To search for alternate channels that may provide the conda package you're
looking for, navigate to

    https://anaconda.org

I ended up using python -m pip install . to try using the package.

It may just be my Anaconda version. But its not stated anywhere what version is required.

The failure of the test suite here seems to be due to a gwpy issue which (at least to my knowledge) was solved a while ago. Could you upload the full logs so I know what version you are running, etc?

Also, we run the testing suite in the pygwb gitlab repo, so that is why the CI badges are broken in the github version. Should I duplicate the testing also in github? It seems like a bit of a waste of computational resources. The gitlab repo is now public so you can see the test coverage here: https://git.ligo.org/pygwb/pygwb

a-renzini commented 1 year ago

@Sbozzolo the reason there are pickle files as a part of the repository is because some of our tests depend on them; they are not part of the codebase itself (when packaging the code for distribution the test suite is omitted). Our objects are designed as data containers, at different stages of a GWB analysis, and the test suite is based on pre-compiled pickled versions of these objects. We have found this an effective way of keeping track of changes in the modules and objects, without having the test suite re-run the analysis every time.

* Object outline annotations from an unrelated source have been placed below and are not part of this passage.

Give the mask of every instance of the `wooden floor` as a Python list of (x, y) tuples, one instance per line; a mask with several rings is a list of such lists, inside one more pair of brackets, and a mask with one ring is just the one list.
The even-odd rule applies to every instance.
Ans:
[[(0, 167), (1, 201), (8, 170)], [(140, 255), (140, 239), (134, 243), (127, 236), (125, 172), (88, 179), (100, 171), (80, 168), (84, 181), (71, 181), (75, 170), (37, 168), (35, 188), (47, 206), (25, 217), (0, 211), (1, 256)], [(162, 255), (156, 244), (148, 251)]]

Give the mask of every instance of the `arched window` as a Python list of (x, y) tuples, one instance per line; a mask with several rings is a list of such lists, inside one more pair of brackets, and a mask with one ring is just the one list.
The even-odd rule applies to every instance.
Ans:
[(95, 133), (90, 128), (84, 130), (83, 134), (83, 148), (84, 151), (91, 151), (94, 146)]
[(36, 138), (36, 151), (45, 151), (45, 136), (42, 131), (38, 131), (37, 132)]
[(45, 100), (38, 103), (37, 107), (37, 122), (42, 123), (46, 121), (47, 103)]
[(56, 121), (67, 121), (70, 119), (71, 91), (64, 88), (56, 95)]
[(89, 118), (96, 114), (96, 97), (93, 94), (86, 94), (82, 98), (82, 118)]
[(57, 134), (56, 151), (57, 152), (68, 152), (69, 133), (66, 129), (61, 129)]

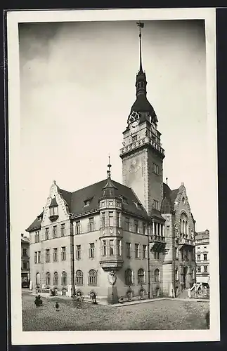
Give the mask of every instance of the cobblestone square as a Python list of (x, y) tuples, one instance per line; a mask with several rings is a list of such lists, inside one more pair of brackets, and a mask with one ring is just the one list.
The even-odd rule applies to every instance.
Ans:
[(22, 294), (24, 331), (206, 329), (207, 301), (160, 300), (120, 307), (72, 300), (43, 298), (36, 307), (34, 296)]

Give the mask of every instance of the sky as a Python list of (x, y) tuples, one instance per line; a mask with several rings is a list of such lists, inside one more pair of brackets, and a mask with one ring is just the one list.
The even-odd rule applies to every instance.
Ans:
[[(209, 228), (206, 51), (203, 21), (145, 21), (143, 66), (148, 98), (165, 150), (164, 180), (184, 183), (196, 230)], [(135, 22), (19, 25), (20, 164), (26, 216), (42, 211), (55, 180), (68, 191), (107, 177), (122, 183), (122, 132), (136, 98)], [(29, 204), (29, 206), (27, 206)]]

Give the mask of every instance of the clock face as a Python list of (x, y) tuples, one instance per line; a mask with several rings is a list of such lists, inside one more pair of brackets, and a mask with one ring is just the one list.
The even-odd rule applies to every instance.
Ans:
[(140, 162), (140, 160), (138, 159), (134, 159), (131, 161), (130, 164), (129, 172), (131, 173), (136, 173), (139, 169), (141, 169), (141, 164)]
[(129, 128), (130, 128), (130, 132), (131, 134), (134, 134), (134, 133), (137, 133), (138, 131), (138, 122), (137, 121), (136, 121), (133, 122), (132, 124), (131, 124)]

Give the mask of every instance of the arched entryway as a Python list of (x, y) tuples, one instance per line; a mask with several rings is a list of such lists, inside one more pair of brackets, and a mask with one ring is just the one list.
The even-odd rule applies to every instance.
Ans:
[(184, 267), (183, 270), (183, 289), (187, 288), (187, 274), (188, 274), (188, 267)]

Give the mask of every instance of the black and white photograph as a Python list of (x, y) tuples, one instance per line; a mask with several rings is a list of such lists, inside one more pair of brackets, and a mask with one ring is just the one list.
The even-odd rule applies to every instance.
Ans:
[(13, 344), (219, 340), (215, 9), (7, 27)]

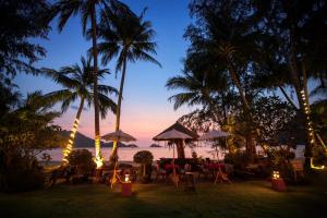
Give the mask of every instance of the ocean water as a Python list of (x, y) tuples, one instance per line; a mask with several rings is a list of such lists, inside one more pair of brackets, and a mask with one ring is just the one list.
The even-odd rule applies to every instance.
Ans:
[[(95, 149), (93, 147), (86, 148), (89, 152), (95, 155)], [(101, 148), (101, 154), (105, 160), (109, 160), (109, 156), (111, 154), (112, 148)], [(257, 150), (261, 148), (257, 147)], [(303, 158), (303, 149), (304, 146), (298, 146), (298, 149), (295, 149), (295, 158), (301, 159)], [(124, 147), (124, 148), (119, 148), (118, 149), (118, 156), (120, 161), (132, 161), (133, 156), (140, 152), (140, 150), (149, 150), (154, 155), (154, 160), (158, 160), (162, 157), (166, 158), (172, 158), (173, 157), (173, 149), (172, 147), (135, 147), (135, 148), (130, 148), (130, 147)], [(213, 150), (210, 146), (201, 146), (201, 147), (195, 147), (195, 148), (190, 148), (185, 147), (185, 157), (192, 157), (192, 152), (195, 152), (197, 154), (197, 157), (202, 158), (210, 158), (210, 159), (217, 159), (217, 153)], [(46, 150), (44, 153), (48, 153), (51, 156), (52, 161), (60, 161), (62, 159), (62, 150), (60, 148), (51, 149), (51, 150)], [(225, 156), (223, 150), (219, 150), (219, 159), (222, 159)], [(41, 157), (41, 154), (39, 155)], [(174, 157), (177, 157), (177, 152), (174, 149)]]

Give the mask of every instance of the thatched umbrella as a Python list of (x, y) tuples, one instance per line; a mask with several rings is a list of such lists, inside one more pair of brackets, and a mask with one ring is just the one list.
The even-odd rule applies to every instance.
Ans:
[(173, 142), (177, 145), (177, 152), (178, 152), (178, 158), (185, 158), (185, 153), (184, 153), (184, 142), (187, 143), (190, 141), (194, 141), (198, 138), (198, 135), (189, 130), (187, 128), (183, 126), (181, 123), (175, 122), (173, 125), (167, 128), (166, 130), (164, 130), (161, 133), (159, 133), (158, 135), (156, 135), (153, 140), (154, 141), (171, 141), (171, 140), (167, 140), (167, 138), (162, 138), (160, 137), (160, 135), (162, 136), (164, 133), (167, 133), (169, 131), (175, 130), (178, 132), (181, 132), (183, 134), (186, 134), (189, 137), (182, 137), (182, 138), (174, 138)]
[[(175, 144), (175, 142), (182, 141), (182, 143), (184, 143), (185, 140), (191, 140), (192, 136), (172, 129), (170, 131), (166, 131), (166, 132), (157, 135), (155, 138), (157, 141), (170, 141), (170, 142), (172, 142), (172, 146), (173, 146), (173, 144)], [(173, 173), (172, 181), (178, 186), (179, 178), (175, 174), (174, 147), (172, 147), (172, 173)]]

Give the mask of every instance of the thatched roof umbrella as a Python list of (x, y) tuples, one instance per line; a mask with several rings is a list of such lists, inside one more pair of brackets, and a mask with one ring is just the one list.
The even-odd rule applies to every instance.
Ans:
[(155, 137), (153, 137), (154, 141), (169, 141), (169, 140), (165, 140), (162, 137), (160, 137), (160, 135), (162, 135), (164, 133), (167, 133), (169, 131), (175, 130), (178, 132), (184, 133), (186, 135), (190, 136), (190, 138), (175, 138), (173, 140), (173, 143), (177, 145), (177, 152), (178, 152), (178, 158), (185, 158), (185, 153), (184, 153), (184, 143), (189, 143), (191, 141), (195, 141), (198, 138), (198, 135), (189, 130), (187, 128), (185, 128), (184, 125), (182, 125), (179, 122), (175, 122), (174, 124), (172, 124), (171, 126), (167, 128), (166, 130), (164, 130), (161, 133), (159, 133), (158, 135), (156, 135)]

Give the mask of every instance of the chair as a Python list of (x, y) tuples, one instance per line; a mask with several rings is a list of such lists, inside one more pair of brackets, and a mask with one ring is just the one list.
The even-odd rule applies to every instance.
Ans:
[(232, 183), (232, 182), (228, 179), (227, 173), (225, 173), (225, 172), (222, 171), (221, 165), (220, 165), (220, 164), (218, 164), (218, 171), (217, 171), (217, 174), (216, 174), (215, 184), (216, 184), (218, 181), (219, 181), (220, 183), (222, 183), (222, 182)]
[(192, 171), (192, 166), (186, 164), (184, 166), (185, 174), (185, 191), (195, 191), (195, 178), (198, 172)]

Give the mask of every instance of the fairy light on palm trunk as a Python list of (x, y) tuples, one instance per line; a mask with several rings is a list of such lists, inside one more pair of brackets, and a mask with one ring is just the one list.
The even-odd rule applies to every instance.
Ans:
[(95, 164), (97, 165), (97, 169), (101, 168), (104, 166), (104, 158), (101, 156), (101, 150), (100, 150), (100, 135), (96, 135), (95, 137), (95, 148), (96, 148), (96, 156), (95, 156)]
[(72, 128), (71, 134), (70, 134), (70, 138), (68, 141), (68, 144), (65, 146), (65, 148), (62, 150), (62, 161), (63, 164), (68, 164), (68, 156), (71, 154), (72, 149), (73, 149), (73, 144), (74, 144), (74, 138), (78, 129), (78, 123), (80, 120), (76, 118), (74, 121), (74, 125)]
[[(311, 143), (311, 146), (315, 146), (316, 140), (315, 140), (314, 129), (313, 129), (311, 117), (310, 117), (311, 111), (310, 111), (308, 99), (307, 99), (304, 90), (301, 90), (301, 96), (302, 96), (303, 105), (304, 105), (304, 112), (305, 112), (305, 117), (306, 117), (306, 126), (308, 130), (310, 143)], [(311, 157), (311, 159), (310, 159), (310, 166), (312, 169), (318, 169), (318, 170), (325, 169), (325, 166), (314, 166), (313, 157)]]

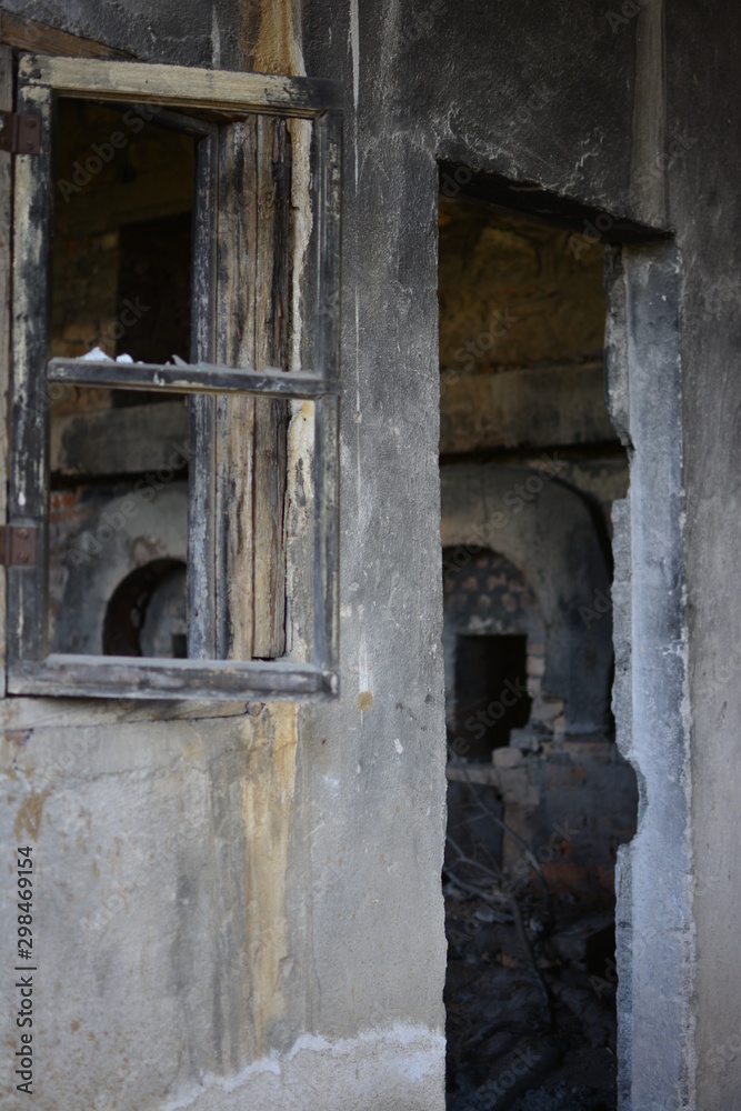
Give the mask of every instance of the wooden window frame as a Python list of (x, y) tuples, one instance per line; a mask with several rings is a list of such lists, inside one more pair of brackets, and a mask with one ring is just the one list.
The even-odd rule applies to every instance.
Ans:
[[(312, 364), (286, 372), (217, 366), (213, 241), (217, 128), (190, 117), (199, 144), (193, 300), (198, 362), (187, 367), (48, 359), (52, 107), (59, 96), (158, 104), (177, 112), (259, 113), (313, 123), (311, 206), (317, 266)], [(17, 111), (40, 117), (39, 154), (16, 159), (9, 524), (36, 530), (36, 565), (8, 568), (8, 692), (100, 698), (337, 695), (339, 667), (339, 256), (341, 89), (337, 82), (128, 61), (22, 54)], [(22, 200), (21, 200), (22, 198)], [(313, 264), (313, 263), (312, 263)], [(46, 373), (43, 372), (46, 368)], [(189, 659), (48, 652), (48, 382), (191, 393)], [(310, 399), (313, 450), (313, 645), (310, 662), (214, 659), (217, 574), (210, 457), (216, 397)], [(198, 604), (194, 604), (194, 603)]]

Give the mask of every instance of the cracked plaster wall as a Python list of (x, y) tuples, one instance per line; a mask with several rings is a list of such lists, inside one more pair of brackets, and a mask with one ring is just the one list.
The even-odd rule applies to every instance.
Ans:
[[(178, 707), (6, 703), (4, 838), (33, 837), (38, 847), (47, 961), (38, 1002), (53, 1015), (40, 1033), (49, 1081), (37, 1105), (198, 1105), (200, 1085), (203, 1107), (229, 1107), (233, 1078), (240, 1098), (269, 1091), (261, 1067), (246, 1070), (274, 1055), (283, 1088), (261, 1105), (299, 1105), (307, 1035), (320, 1039), (311, 1051), (339, 1078), (342, 1105), (379, 1108), (364, 1084), (358, 1091), (356, 1070), (369, 1058), (384, 1108), (443, 1105), (442, 158), (677, 229), (687, 266), (683, 542), (695, 795), (680, 790), (680, 832), (667, 830), (662, 841), (645, 824), (642, 849), (649, 875), (665, 865), (664, 845), (687, 854), (691, 842), (698, 872), (722, 882), (698, 895), (689, 1010), (688, 952), (660, 933), (654, 950), (647, 942), (647, 975), (652, 952), (665, 958), (665, 982), (688, 1022), (679, 1040), (667, 1034), (669, 1072), (653, 1068), (650, 1039), (632, 1067), (650, 1105), (738, 1107), (738, 1059), (721, 1068), (709, 1057), (741, 1023), (731, 774), (741, 705), (734, 671), (720, 671), (740, 617), (728, 554), (741, 520), (731, 466), (740, 144), (730, 0), (680, 0), (664, 26), (661, 7), (648, 6), (617, 30), (595, 0), (537, 10), (514, 0), (465, 9), (307, 0), (302, 21), (280, 6), (283, 18), (270, 26), (247, 0), (4, 7), (156, 61), (291, 68), (302, 46), (306, 71), (347, 90), (342, 699), (234, 708), (236, 717), (213, 720), (209, 708), (192, 719)], [(664, 144), (675, 128), (689, 129), (692, 142), (670, 164)], [(651, 652), (660, 663), (660, 650)], [(660, 667), (658, 674), (661, 685)], [(648, 743), (647, 720), (639, 724)], [(650, 770), (651, 750), (641, 759)], [(643, 803), (650, 812), (650, 787)], [(693, 834), (682, 824), (692, 804)], [(674, 879), (687, 898), (685, 857), (680, 864)], [(110, 921), (88, 938), (83, 923), (109, 903)], [(307, 1100), (300, 1105), (316, 1111), (331, 1105), (327, 1090)], [(630, 1092), (623, 1100), (631, 1105)]]

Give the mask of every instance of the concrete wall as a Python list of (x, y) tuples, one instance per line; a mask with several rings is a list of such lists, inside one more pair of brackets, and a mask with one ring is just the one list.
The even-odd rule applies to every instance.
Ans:
[[(711, 1055), (741, 1028), (730, 0), (679, 0), (665, 26), (659, 0), (617, 23), (597, 0), (306, 0), (302, 13), (298, 0), (4, 7), (142, 59), (339, 78), (348, 113), (342, 699), (220, 718), (210, 705), (3, 705), (3, 839), (31, 840), (38, 860), (37, 1107), (442, 1108), (438, 159), (538, 182), (554, 207), (567, 196), (604, 210), (605, 234), (623, 216), (677, 229), (687, 521), (682, 541), (674, 498), (659, 542), (670, 561), (683, 542), (690, 671), (672, 685), (665, 641), (633, 641), (663, 702), (641, 688), (645, 712), (631, 722), (650, 814), (651, 784), (669, 801), (651, 724), (661, 704), (675, 715), (680, 692), (687, 700), (668, 771), (680, 775), (669, 792), (679, 812), (663, 824), (660, 805), (639, 833), (641, 882), (667, 869), (662, 890), (670, 901), (680, 892), (690, 942), (691, 853), (703, 885), (694, 982), (691, 944), (661, 921), (642, 941), (641, 1007), (652, 991), (653, 1021), (631, 1059), (624, 1011), (633, 1080), (623, 1074), (622, 1105), (741, 1107), (741, 1058)], [(654, 487), (665, 508), (664, 493)], [(650, 562), (645, 544), (639, 554)], [(652, 595), (659, 617), (671, 611), (661, 629), (672, 642), (682, 597), (678, 610), (660, 584)], [(637, 891), (622, 894), (625, 921)], [(10, 914), (8, 884), (2, 898)], [(641, 981), (628, 962), (634, 1014)], [(9, 1021), (6, 1008), (3, 1035)]]

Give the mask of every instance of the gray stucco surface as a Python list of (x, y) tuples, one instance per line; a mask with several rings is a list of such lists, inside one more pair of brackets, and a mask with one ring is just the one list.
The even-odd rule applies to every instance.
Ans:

a-renzini commented 1 year ago

Now addressed here: 07926e35901c09130752054cab414bc18a352a0c

a-renzini commented 1 year ago

Now addressed here: 7ea65ea8621ae952e368bd8b2dd81e88abeefca6

a-renzini commented 1 year ago

@cmbiwer re:

I tracked this issue back and it is due to a backwards-incompatible change in the gwosc package; this was fixed in pygwb v.1.1, but the version you see here is the one associated to the ApJ paper, and thus does not have this change. I have gone ahead and updated (and cleaned up) the code here, removing the tag argument which was deprecated by gwosc. We will merge these changes into pygwb once the review is over. The documentation should now run.

See 213fa0cd7bbba3b2acc682977cd043209ca1a01d

(I could also have fixed the version of gwosc to an older one, to make the old v1.0.0 work; however, as I expect the changes we make here will eventually be merged with the current version of the code, I thought it would be more useful to update the code this way. I am also happy to go the other way.)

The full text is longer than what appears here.